Het accent moet op: ‘De Heer’, niet op ‘rechter’ zijn. De ‘gewone’ rechters, héten wel rechter, maar spreken en doen meer krom dan recht. Vier keer staat er wat God niet doet, waarin hij anders is. Het meest frappante: Hij luistert: naar de verdrukte, naar het gezucht van de wezen, naar de klaagzang van de weduwe. Hij staat hen bij, is (altijddurende?) bijstand! Trekt recht, wat krom, scheef gegroeid is. Erbarmt zich over de onderkant van de samenleving, de periferie en doet hen recht! Jezus Sirach (rond 180 voor Chr.) ziet de samenleving afglijden – door corruptie, steekpenningen, vriendjespolitiek, en dat geldt ook voor de rechters. God is en wil het anders zegt hij. Hij wil recht voor alle mensen, zeker voor hen die uit de boot geduwd worden, of als afval eruit dreigen te vallen. God wil, kent geen afvalputjes.

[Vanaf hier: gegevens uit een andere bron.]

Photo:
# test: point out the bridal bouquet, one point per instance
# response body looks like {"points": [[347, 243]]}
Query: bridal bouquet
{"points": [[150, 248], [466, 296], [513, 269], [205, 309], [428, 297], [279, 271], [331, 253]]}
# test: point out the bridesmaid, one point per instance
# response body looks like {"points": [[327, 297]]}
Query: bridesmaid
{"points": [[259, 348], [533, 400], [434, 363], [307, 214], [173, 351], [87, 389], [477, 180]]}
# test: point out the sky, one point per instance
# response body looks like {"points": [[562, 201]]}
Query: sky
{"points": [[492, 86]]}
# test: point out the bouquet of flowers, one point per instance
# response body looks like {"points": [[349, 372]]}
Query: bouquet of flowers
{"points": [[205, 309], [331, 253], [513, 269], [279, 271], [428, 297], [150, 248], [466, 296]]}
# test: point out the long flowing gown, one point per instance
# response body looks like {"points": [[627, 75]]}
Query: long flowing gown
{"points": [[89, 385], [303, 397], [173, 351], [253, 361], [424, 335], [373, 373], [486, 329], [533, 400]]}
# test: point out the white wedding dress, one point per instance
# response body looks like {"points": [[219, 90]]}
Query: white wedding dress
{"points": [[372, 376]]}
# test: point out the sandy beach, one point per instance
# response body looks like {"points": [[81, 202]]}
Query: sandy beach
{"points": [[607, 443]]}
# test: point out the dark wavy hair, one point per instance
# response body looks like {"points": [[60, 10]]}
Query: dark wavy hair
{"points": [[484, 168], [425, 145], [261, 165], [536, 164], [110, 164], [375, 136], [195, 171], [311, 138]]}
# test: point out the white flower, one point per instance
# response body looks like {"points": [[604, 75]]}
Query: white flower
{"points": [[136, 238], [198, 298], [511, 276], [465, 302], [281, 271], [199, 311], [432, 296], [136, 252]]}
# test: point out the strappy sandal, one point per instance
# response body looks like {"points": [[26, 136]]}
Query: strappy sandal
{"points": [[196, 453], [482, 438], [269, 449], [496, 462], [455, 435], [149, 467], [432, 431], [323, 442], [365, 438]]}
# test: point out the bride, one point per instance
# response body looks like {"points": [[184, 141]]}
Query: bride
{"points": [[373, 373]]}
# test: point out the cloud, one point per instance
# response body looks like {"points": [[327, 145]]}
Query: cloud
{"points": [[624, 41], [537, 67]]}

De tollenaar en de Farizeeër – als naamlozen zijn ze typen van een groep (zie vers 9). Enerzijds Farizeeën: respectabel voor God en de mensen – weten ze zelf maar al te goed!- anderzijds tollenaars die bekend staan als de bonte hond. De Farizeeër bidt, zelfbewust, rechtop staand, schept op over zichzelf, zet zich af tegen de ‘anderen‘ die worden neergezet als Nietswaardig/Nietsnutten – (in ‘t Grieks: eksouthe… daar zit NIET in). Hij presenteert zichzelf als ‘rechtvaardig’ en God mag zich gelukkig prijzen met hem. De tollenaar bidt op afstand, durft zijn ogen niet op te slaan, slaat zich op de borst als teken van “het spijt me”, bekent zich ‘zondaar’ en vertrouwt zich aan God toe. Jezus commentarieert: Deze ging ‘gerechtvaardigd’- dat zegt de farizeeër van zichzelf ! – naar huis.

Joden spreken van een ‘rechtvaardige’, waar wij ‘heilige, geheiligd’ zouden zeggen. Zij leggen meer accent op doen, bij ons meer op wat je bent. Beiden komen bidden, wenden zich tot God, beiden kloppen zich op de borst. De een trots op zichzelf, de ander vragend om erbarming voor zichzelf. De slotzin “Wie zich verheft ….” enz. horen we ook bij Lucas 14.7-11, en Luc. 1.48-49 bij Maria: “Hij zag mij met respect…” Zó had nog nooit iemand naar haar gekeken. Dit is geen filosofische vaststelling over normen en waarden. Het gaat hier om de ervaring van het Koninkrijk van God. Maar dan moet er dus veel veranderen.